Search code examples
javamultithreadingfinaljava-memory-modeljls

Java final fields: is "taint" behavior possible with the current JLS


I'm currently trying to understand this JLS section on final fields.

To understand the text in the JLS better I'm also reading The Java Memory Model by Jeremy Manson (one of creators of the JMM).

The paper contains the example that got me interested: if an object o with final fields is made visible to another thread t twice:

  • first "improperly" before o's constructor finishes
  • next "properly" after o's constructor finishes

then t can see semi-constructed o even when it is accessed only via a "properly" published path.

Here is the part from the paper:

Figure 7.3: Example of Simple Final Semantics

f1 is a final field; its default value is 0

Thread 1 Thread 2 Thread 3
o.f1 = 42;
p = o;
freeze o.f1;
q = o;

r1 = p;
i = r1.f1;
r2 = q;
if (r2 == r1)
    k = r2.f1;
r3 = q;
j = r3.f1;



We assume r1, r2 and r3 do not see the value null. i and k can be 0 or 42, and j must be 42.


Consider Figure 7.3. We will not start out with the complications of multiple writes to final fields; a freeze, for the moment, is simply what happens at the end of a constructor. Although r1, r2 and r3 can see the value null, we will not concern ourselves with that; that just leads to a null pointer exception.

...

What about the read of q.f1 in Thread 2? Is that guaranteed to see the correct value for the final field? A compiler could determine that p and q point to the same object, and therefore reuse the same value for both p.f1 and q.f1 for that thread. We want to allow the compiler to remove redundant reads of final fields wherever possible, so we allow k to see the value 0.

One way to conceptualize this is by thinking of an object being “tainted’ for a thread if that thread reads an incorrectly published reference to the object. If an object is tainted for a thread, the thread is never guaranteed to see the object’s correctly constructed final fields. More generally, if a thread t reads an incorrectly published reference to an object o, thread t forever sees a tainted version of o without any guarantees of seeing the correct value for the final fields of o.

I tried to find in the current JLS anything that explicitly allows or forbids such behavior, but all I found is that:

An object is considered to be completely initialized when its constructor finishes. A thread that can only see a reference to an object after that object has been completely initialized is guaranteed to see the correctly initialized values for that object's final fields.

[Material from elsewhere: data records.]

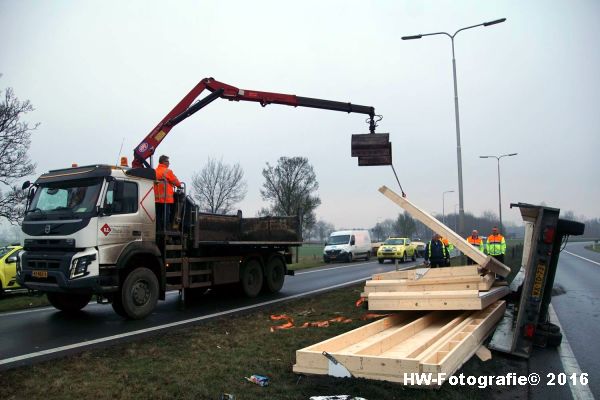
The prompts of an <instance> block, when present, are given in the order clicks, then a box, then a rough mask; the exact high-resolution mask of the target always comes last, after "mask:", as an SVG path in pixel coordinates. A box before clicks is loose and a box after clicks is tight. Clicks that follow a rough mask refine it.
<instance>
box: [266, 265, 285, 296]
mask: <svg viewBox="0 0 600 400" xmlns="http://www.w3.org/2000/svg"><path fill="white" fill-rule="evenodd" d="M284 280H285V263H284V262H283V260H282V259H281V258H280V257H271V259H270V260H269V262H267V266H266V267H265V278H264V281H265V282H264V287H265V289H266V290H267V291H268V292H270V293H277V292H279V291H280V290H281V288H282V287H283V281H284Z"/></svg>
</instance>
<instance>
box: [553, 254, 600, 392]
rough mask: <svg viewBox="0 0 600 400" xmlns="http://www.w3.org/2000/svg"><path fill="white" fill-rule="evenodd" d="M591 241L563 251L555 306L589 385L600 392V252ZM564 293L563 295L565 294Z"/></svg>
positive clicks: (555, 289)
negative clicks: (590, 244) (594, 249)
mask: <svg viewBox="0 0 600 400" xmlns="http://www.w3.org/2000/svg"><path fill="white" fill-rule="evenodd" d="M589 244H590V243H572V244H568V245H567V247H566V248H565V249H564V250H563V251H562V253H561V255H560V258H559V260H558V268H557V271H556V278H555V280H554V289H555V290H554V293H555V294H554V297H553V298H552V306H553V307H554V310H555V311H556V314H557V316H558V320H559V321H560V325H561V326H562V328H563V335H564V336H565V337H566V338H567V340H568V342H569V344H570V346H571V348H572V350H573V354H574V356H575V359H576V360H577V363H578V364H579V367H580V369H581V372H583V373H587V374H588V376H589V388H590V390H591V391H592V393H593V394H595V395H596V396H598V395H600V373H599V371H600V345H599V344H598V342H599V340H600V309H599V307H600V253H596V252H593V251H591V250H586V249H585V248H584V247H585V246H586V245H589ZM561 293H562V294H561Z"/></svg>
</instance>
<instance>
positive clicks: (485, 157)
mask: <svg viewBox="0 0 600 400" xmlns="http://www.w3.org/2000/svg"><path fill="white" fill-rule="evenodd" d="M517 154H518V153H510V154H502V155H501V156H479V158H495V159H496V161H498V215H499V217H500V224H499V225H500V226H499V228H500V232H502V233H504V231H503V230H502V194H501V190H500V159H501V158H502V157H512V156H516V155H517Z"/></svg>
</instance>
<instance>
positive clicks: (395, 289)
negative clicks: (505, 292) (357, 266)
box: [362, 283, 487, 297]
mask: <svg viewBox="0 0 600 400" xmlns="http://www.w3.org/2000/svg"><path fill="white" fill-rule="evenodd" d="M481 287H482V283H451V284H447V285H440V284H438V285H386V286H365V288H364V292H363V295H362V297H368V295H369V293H375V292H433V291H436V290H473V289H477V290H482V289H481ZM486 290H487V289H486Z"/></svg>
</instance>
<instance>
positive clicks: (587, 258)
mask: <svg viewBox="0 0 600 400" xmlns="http://www.w3.org/2000/svg"><path fill="white" fill-rule="evenodd" d="M562 252H563V253H567V254H570V255H572V256H575V257H577V258H581V259H582V260H585V261H589V262H591V263H592V264H596V265H600V263H599V262H597V261H594V260H590V259H589V258H585V257H581V256H580V255H577V254H575V253H571V252H570V251H566V250H563V251H562Z"/></svg>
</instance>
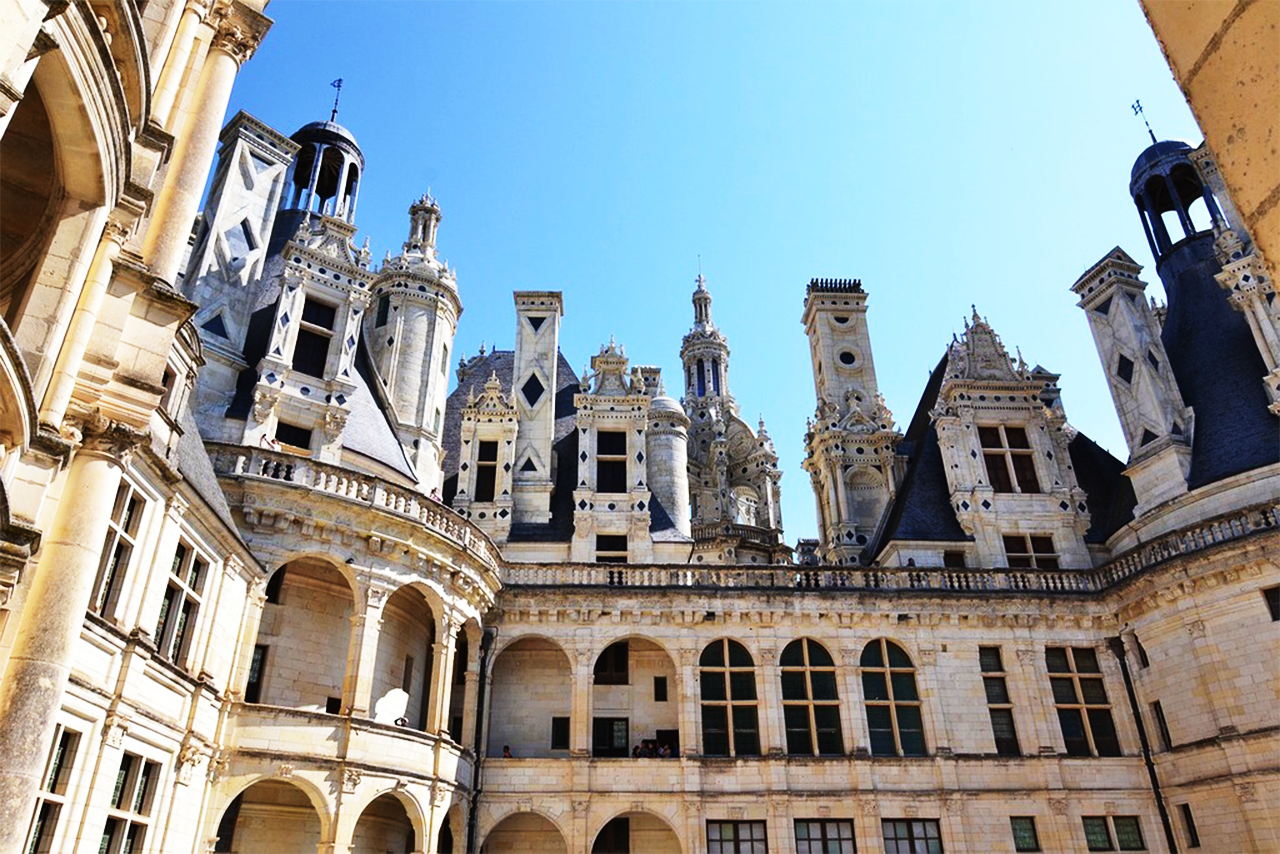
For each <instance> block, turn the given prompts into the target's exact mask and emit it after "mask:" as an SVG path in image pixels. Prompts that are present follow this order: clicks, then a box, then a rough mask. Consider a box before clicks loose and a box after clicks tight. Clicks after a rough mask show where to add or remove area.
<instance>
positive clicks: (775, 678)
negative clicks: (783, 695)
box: [730, 647, 787, 757]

Is such behavior allowed in the current JLS?


Solution

  • Yes, such behavior is allowed.

    Turns out that a detailed explanation of this same case is available on the personal page of William Pugh (yet another JMM author): New presentation/description of the semantics of final fields.

    Short version:

    • section 17.5.1. Semantics of final Fields of JLS defines special rules for final fields.
      The rules basically lets us establish an additional happens-before relation between the initialization of a final field in a constructor and a read of the field in another thread, even if the object is published via a data race.
      This additional happens-before relation requires that every path from the field initialization to its read in another thread included a special chain of actions:

      w  ʰᵇ ► f  ʰᵇ ► a  ᵐᶜ ► r1  ᵈᶜ ► r2, where:
      • w is a write to the final field in a constructor
      • f is "freeze action", which happens when constructor exits
      • a is a publication of the object (e.g. saving it to a shared variable)
      • r₁ is a read of the object's address in a different thread
      • r₂ is a read of the final field in the same thread as r₁.
    • the code in the question has a path from o.f1 = 42 to k = r2.f1; which doesn't include the required freeze o.f action:

      o.f1 = 42  ʰᵇ ► { freeze o.f is missing }  ʰᵇ ► p = o  ᵐᶜ ► r1 = p  ᵈᶜ ► k = r2.f1

      As a result, o.f1 = 42 and k = r2.f1 are not ordered with happens-before ⇒ we have a data race and k = r2.f1 can read 0 or 42.

    A quote from New presentation/description of the semantics of final fields:

    In order to determine if a read of a final field is guaranteed to see the initialized value of that field, you must determine that there is no way to construct the partial orders  ᵐᶜ ► and  ᵈᶜ ► without providing the chain w  ʰᵇ f  ʰᵇ a  ᵐᶜ r₁  ᵈᶜ r₂ from the write of the field to the read of that field.

    ...

    The write in Thread 1 and read in Thread 2 of p are involved in a memory chain. The write in Thread 1 and read in Thread 2 of q are also involved in a memory chain. Both reads of f see the same variable. There can be a dereference chain from the reads of f to either the read of p or the read of q, because those reads see the same address. If the dereference chain is from the read of p, then there is no guarantee that r5 will see the value 42.

    Notice that for Thread 2, the deference chain orders r2 = p  ᵈᶜ r5 = r4.f, but does not order r4 = q  ᵈᶜ r5 = r4.f. This reflects the fact that the compiler is allowed to move any read of a final field of an object o to immediately after the the very first read of the address of o within that thread.